Three economists at the Federal Reserve Bank of Boston recently did an analysis along these lines, looking at the Boston area in the early 1990s. From early 1989 until late 1991, prices in Boston fell 15 percent. They did not return to their 1989 peak until 1997.
Yet only 6.4 percent of homeowners who had been underwater at the end of 1991 were eventually foreclosed on. And the majority of these foreclosed homeowners weren’t merely underwater; they were also unable to make their monthly payments, because of the severe recession hitting New England at the time, as Chris Foote, an economist at the Boston Fed, told me. They are the kind of people the Obama plan is meant to help.
In all, maybe only 1 or 2 percent of underwater homeowners walked away even though they could make their payments.

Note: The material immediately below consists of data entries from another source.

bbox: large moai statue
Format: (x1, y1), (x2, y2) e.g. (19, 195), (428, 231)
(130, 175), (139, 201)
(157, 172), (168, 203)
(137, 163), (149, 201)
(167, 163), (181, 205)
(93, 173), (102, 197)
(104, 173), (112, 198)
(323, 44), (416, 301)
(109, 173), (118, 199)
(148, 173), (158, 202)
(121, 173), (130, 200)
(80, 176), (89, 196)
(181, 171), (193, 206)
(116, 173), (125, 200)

Mr. Foote and his colleagues predict that the nationwide foreclosure rate over the next few years will be higher than it was in Boston, but not radically so.
For most people, the Fed economists write, being underwater “is a necessary but not a sufficient condition for foreclosure.”
Now, not all economists buy this argument. They say that the psychology of the current bust is different from what it was in Boston in the early 1990s. In a handful of metropolitan areas, including Phoenix, prices have fallen almost 50 percent from their 2006 peak.
Homeowners in such places may wonder if their houses will ever be worth more than their mortgages. So fairly small changes in their lives — like a reduction in work hours or the breakdown of a car — may lead them to walk away from their homes.
“I would not minimize that risk at all,” said Frederic Mishkin, a member of the Fed’s board of governors until last year.
If even 10 percent of the underwater homeowners walked away, Mr. Mishkin notes, foreclosures would soar, exacerbating the economy’s many problems.
Other economists who share his view are calling for across-the-board programs that would reduce interest rates or otherwise juice the housing market. They are worried that without bolder government actions, the housing market will continue to spiral downward.
In the end, the choice between the two approaches becomes a matter of cost-benefit analysis. The more aggressive approach would almost certainly do more to reduce foreclosures. But it would also be enormously more expensive.
If the economists from the Boston Fed are right — or even close to right — then the aggressive approach may cost something like $500 billion to prevent 500,000 foreclosures.
That’s $1 million per prevented foreclosure. Is that really worth it? Or could the money be better spent in other ways? (There is also the small matter of whether Congress would be willing to spend another $500 billion anytime soon.)
Mr. Obama is apparently going to try to get more bang for the buck by focusing on those homeowners who would certainly lose their homes without government help.
The plan will also help some underwater homeowners refinance their mortgages, but that won’t be the emphasis.
The administration’s next task is to execute its plan better than the Bush administration executed its various housing plans. That will mean offering subsidies that are big enough to persuade banks, finally, to rewrite mortgage terms.It also might help to suggest that the federal government would look unfavorably on any bank that did not make good use of those subsidies. After all, the government is now a shareholder in many banks.